JAKARTA, iNewspalembang.id – Epilepsi kerap diartikan gangguan kejiwaan dan penyakit kutukan dalam stigma masyarakat yang minim pehamaman terhadap penyakit tersebut.
Bahkan, selama ini masyarakat lebih mengenal epilepsi sebagai ‘ayan’ atau ‘kejang-kejang’, padahal kondisi ini adalah gangguan sistem saraf yang bisa sangat memengaruhi kualitas hidup seseorang.
Menurut Ketua Kelompok Kerja Epilepsi dan EEG, Perdosni Pusat, Dr dr Aris Catur Buntoro, Sp.N, Subsp.NNET (K), epilepsi adalah gangguan pada sistem saraf pusat yang menyebabkan aktivitas otak menjadi tidak normal, mengalami kejang, sensasi tidak biasa, atau kehilangan kesadaran.
“Epilepsi bukan kutukan, bukan gangguan jiwa, dan banyak pasien bisa menjalani hidup normal dengan diagnosis dan pengobatan yang tepat,” ujar dokter spesialis syaraf ini pada diskusi publik di Jakarta, Jumat (18/7/2025).
Aris mengatakan, sebenarnya epilepsi dapat dikontrol dengan terapi dan pengobatan yang tepat. Namun, ada tantangan hidup sehari-hari yang dialami pasien epilepsi.
Banyak dari mereka yang merasa cemas menjalani aktivitas normal seperti naik kendaraan umum, bekerja, bahkan sekadar bersekolah, karena risiko kejang yang bisa datang tiba-tiba.
“Takut jatuh, cedera, atau menjadi perhatian orang sekitar membuat sebagian besar pasien menarik diri dari lingkungan sosialnya.

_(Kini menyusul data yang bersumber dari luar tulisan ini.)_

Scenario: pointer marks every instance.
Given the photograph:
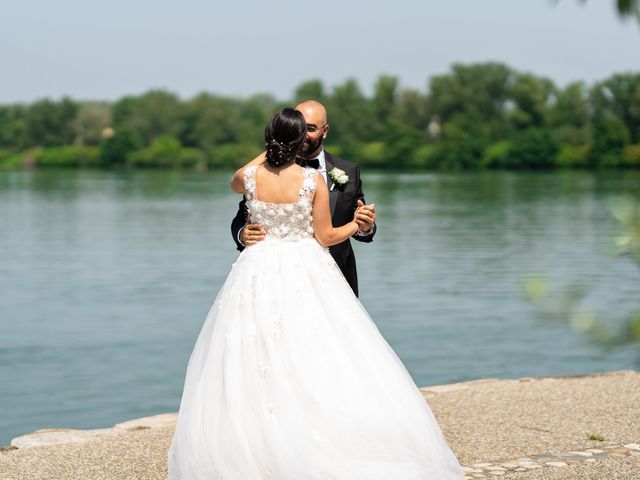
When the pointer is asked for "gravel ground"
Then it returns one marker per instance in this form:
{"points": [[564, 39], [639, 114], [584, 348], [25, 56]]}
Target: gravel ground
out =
{"points": [[484, 421]]}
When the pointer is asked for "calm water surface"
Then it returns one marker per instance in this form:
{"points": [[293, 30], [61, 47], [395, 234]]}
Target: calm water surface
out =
{"points": [[106, 277]]}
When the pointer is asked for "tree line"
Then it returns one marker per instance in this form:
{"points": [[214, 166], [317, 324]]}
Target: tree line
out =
{"points": [[484, 115]]}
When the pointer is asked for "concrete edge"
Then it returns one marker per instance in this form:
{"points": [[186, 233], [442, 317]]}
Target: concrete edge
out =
{"points": [[54, 436]]}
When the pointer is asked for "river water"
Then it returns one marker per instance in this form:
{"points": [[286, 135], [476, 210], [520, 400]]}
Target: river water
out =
{"points": [[106, 277]]}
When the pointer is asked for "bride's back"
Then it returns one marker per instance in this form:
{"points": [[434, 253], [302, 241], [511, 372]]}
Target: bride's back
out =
{"points": [[279, 185]]}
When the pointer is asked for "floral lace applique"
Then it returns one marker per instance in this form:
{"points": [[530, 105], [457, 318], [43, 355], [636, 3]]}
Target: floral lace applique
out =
{"points": [[284, 221]]}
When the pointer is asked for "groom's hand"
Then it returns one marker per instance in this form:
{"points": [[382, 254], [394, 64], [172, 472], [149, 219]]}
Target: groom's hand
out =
{"points": [[251, 234], [365, 216]]}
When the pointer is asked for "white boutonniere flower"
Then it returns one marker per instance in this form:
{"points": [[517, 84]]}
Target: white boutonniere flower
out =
{"points": [[338, 176]]}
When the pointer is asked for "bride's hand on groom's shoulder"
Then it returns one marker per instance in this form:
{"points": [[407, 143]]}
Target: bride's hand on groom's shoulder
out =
{"points": [[251, 234]]}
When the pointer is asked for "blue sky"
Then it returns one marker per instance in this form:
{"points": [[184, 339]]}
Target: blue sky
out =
{"points": [[104, 50]]}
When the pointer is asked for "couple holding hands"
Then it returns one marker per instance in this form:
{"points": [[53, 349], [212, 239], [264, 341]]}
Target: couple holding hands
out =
{"points": [[289, 378]]}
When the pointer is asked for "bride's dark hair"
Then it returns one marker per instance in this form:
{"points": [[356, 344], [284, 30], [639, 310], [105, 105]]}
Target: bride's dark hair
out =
{"points": [[284, 136]]}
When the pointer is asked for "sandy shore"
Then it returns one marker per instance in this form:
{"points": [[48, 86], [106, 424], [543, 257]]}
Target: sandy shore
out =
{"points": [[585, 427]]}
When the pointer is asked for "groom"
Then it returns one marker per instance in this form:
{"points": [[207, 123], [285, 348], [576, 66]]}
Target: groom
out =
{"points": [[344, 198]]}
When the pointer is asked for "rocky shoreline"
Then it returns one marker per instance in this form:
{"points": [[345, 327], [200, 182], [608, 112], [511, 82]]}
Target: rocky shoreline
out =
{"points": [[580, 427]]}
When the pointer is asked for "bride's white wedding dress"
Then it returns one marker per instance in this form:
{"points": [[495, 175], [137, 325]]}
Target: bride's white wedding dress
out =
{"points": [[291, 380]]}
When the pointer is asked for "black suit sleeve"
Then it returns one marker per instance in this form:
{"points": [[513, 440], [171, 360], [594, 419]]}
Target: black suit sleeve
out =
{"points": [[239, 222], [360, 196]]}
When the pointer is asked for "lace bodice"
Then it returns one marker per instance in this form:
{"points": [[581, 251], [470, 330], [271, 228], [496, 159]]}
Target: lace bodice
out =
{"points": [[284, 221]]}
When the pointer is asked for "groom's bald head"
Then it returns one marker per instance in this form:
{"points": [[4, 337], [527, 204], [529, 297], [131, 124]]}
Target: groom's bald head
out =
{"points": [[314, 110], [317, 127]]}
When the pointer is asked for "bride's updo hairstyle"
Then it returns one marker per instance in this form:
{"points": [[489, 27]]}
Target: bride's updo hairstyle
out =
{"points": [[284, 136]]}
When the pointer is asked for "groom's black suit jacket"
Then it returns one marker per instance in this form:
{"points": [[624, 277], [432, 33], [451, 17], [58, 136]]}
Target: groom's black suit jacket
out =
{"points": [[342, 203]]}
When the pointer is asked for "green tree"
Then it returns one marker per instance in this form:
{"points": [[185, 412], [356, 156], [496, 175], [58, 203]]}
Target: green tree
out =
{"points": [[49, 123], [619, 96], [115, 150], [533, 148], [531, 96], [610, 137], [151, 115], [480, 90], [90, 122], [350, 117]]}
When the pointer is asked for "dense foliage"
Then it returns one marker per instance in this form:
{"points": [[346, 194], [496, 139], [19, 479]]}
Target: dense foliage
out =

Tak sedikit pasien yang terganggu pekerjaannya karena stigma atau dianggap tidak mampu,” kata dia.
Aris menambahkan, diagnosis epilepsi membutuhkan ketelitian, dan ditunjang oleh mesin elektroensefalografi (EEG) sebagai alat pemeriksaan utama untuk mendiagnosa epilepsi secara akurat.
Direktur Pencegahan dan Pengendalian Penyakit Tidak Menular pada Kementerian Kesehatan (Kemenkes), dr Siti Nadia Tarmizi, M.Epid mengungkapkan, saat ini lebih dari satu juta orang di Indonesia diperkirakan hidup dengan epilepsi.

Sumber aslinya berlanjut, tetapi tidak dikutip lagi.